Wondering; should we log something if the service does have an image: specified, but either doesn't have build: or image has a digest set (to give some clue why the image for a service wasn't pushed)?

[musikov]

It would be great to have logs!
For services without build and|or image just info log, that they were skipped.

[thaJeztah]

Unrelated: actually never given much attention to ignore_push_failures, but I think ignore_push_failures is way too broad; it seems to ignore any push failure (for whatever cause push failed). I think it'd make sense to either (by default?) ignore missing images (e.g., if I didn't build a service yet and the image isn't present), or add / rename this option to --ignore-missing.

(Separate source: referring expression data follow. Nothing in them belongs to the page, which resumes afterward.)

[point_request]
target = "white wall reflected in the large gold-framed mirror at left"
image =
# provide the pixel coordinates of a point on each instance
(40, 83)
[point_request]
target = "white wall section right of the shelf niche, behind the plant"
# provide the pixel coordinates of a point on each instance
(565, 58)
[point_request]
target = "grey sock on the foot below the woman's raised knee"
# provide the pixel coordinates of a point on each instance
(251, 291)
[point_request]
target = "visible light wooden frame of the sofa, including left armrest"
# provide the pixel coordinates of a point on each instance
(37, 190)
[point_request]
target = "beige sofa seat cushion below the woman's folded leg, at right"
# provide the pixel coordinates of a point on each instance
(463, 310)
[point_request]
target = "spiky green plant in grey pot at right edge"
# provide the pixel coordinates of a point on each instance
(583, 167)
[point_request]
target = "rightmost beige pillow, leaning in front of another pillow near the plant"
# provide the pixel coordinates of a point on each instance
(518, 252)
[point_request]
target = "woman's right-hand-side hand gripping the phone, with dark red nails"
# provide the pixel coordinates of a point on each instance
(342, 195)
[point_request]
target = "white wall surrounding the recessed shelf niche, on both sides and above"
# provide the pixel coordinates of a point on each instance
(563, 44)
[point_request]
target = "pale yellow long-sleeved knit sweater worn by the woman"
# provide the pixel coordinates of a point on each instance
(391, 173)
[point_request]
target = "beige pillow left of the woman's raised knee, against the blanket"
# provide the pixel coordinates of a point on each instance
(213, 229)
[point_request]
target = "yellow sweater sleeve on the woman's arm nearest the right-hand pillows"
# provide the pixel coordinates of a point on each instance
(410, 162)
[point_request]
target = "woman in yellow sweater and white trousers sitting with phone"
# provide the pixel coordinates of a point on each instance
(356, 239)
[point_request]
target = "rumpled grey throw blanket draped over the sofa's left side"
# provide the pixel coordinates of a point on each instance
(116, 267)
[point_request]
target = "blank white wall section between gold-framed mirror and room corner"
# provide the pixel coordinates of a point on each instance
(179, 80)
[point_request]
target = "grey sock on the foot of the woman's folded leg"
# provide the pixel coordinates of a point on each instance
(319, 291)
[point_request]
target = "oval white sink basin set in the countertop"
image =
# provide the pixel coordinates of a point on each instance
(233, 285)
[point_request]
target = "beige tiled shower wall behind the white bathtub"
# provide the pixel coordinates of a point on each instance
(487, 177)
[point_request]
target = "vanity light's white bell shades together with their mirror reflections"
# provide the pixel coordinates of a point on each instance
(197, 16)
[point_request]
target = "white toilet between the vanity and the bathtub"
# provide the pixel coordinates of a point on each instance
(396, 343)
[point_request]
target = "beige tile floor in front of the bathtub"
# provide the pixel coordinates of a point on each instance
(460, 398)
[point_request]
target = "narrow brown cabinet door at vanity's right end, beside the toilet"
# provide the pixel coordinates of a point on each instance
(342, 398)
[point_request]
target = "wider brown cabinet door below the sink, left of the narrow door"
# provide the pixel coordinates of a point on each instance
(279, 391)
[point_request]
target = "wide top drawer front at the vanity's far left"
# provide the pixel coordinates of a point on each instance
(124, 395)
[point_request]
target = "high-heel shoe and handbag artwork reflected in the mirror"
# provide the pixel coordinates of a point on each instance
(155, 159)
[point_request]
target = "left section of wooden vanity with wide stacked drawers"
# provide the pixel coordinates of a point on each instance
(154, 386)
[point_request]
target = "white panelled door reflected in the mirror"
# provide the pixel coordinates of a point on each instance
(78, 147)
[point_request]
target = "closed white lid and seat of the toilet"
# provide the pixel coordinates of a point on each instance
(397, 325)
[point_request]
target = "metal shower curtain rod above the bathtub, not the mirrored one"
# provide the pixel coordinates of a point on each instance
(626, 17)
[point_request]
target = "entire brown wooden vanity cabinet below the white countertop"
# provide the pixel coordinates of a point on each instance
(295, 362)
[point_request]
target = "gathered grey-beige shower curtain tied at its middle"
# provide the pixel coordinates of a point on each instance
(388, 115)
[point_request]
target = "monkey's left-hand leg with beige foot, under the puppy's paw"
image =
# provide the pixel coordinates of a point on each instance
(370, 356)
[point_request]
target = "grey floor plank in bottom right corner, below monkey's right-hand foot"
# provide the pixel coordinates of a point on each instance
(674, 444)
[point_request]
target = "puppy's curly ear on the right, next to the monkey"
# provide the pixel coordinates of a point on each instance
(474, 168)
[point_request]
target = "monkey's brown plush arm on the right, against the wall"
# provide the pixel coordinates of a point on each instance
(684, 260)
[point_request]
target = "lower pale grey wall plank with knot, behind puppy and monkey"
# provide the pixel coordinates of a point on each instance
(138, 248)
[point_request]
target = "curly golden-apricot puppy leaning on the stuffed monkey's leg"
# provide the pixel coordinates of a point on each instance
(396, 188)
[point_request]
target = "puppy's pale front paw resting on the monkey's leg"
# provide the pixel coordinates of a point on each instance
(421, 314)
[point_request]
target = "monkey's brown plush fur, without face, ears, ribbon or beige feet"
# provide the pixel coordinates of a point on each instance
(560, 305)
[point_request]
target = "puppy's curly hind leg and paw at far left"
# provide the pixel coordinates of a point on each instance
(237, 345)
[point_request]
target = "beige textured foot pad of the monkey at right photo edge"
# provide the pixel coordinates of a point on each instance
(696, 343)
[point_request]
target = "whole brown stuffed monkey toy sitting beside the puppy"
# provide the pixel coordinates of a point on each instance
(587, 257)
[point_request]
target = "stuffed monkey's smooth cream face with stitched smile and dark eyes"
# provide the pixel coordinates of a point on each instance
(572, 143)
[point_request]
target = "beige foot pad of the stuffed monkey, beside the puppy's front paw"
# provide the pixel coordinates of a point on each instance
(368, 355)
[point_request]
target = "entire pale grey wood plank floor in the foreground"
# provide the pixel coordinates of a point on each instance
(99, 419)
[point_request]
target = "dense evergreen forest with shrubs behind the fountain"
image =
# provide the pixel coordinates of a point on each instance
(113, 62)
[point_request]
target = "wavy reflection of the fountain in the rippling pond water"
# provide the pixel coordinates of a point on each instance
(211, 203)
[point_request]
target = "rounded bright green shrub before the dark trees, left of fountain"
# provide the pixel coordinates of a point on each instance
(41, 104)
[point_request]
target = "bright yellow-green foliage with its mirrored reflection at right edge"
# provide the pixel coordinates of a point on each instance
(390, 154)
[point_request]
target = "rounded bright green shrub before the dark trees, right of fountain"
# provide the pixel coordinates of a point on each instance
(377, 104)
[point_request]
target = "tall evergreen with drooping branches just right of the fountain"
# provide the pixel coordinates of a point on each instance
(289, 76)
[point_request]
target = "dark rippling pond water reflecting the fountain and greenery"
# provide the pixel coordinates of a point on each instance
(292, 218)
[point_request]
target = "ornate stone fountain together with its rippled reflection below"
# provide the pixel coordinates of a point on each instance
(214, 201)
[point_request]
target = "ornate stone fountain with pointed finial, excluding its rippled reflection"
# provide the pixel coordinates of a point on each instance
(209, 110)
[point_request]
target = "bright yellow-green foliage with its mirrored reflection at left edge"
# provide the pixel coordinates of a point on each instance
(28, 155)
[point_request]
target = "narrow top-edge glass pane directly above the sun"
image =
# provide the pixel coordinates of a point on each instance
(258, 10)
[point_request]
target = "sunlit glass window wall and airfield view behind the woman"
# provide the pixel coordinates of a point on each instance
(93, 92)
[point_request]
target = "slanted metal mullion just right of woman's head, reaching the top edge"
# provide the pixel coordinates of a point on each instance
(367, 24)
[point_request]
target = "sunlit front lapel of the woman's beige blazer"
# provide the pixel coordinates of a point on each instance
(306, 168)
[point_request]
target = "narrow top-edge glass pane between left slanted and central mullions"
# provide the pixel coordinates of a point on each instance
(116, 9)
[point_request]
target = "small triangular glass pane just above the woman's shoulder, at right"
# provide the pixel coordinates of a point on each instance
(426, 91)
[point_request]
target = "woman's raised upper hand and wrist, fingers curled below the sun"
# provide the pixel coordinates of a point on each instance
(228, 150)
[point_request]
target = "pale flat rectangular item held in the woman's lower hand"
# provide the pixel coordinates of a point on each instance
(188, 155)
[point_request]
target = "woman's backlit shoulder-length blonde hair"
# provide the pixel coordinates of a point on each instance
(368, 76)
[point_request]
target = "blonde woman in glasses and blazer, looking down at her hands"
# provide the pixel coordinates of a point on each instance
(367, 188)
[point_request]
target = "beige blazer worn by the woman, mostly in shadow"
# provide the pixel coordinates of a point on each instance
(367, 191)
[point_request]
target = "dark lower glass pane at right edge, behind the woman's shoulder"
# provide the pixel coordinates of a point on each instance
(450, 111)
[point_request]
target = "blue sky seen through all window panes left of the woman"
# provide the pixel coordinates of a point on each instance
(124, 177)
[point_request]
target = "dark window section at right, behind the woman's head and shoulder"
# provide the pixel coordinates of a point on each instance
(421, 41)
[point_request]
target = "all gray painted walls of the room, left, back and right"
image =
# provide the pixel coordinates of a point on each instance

I don't think other failures should be ignorable (e.g. authentication failed, registry unreachable, or pushing caused any other failure)

@ulyssessouza WDYT?

[thaJeztah]

Opened #7431 to propose adding an --ignore-missing or --skip-missing flag

[domibarton]

Is there anybody working at this MR, because we're running into the same issue :)

[musikov]

Is there anybody working at this MR, because we're running into the same issue :)

I've changed service order in my compose file and forgot about this issue.

I'll soon return to it, review requested changes

[glours]

Thanks for taking the time to create this issue/pull request!

Unfortunately, Docker Compose V1 has reached end-of-life and we are not accepting any more changes (except for security issues). Please try and reproduce your issue with Compose V2 or rewrite your pull request to be based on the v2 branch and create a new issue or PR with the relevant Compose V2 information.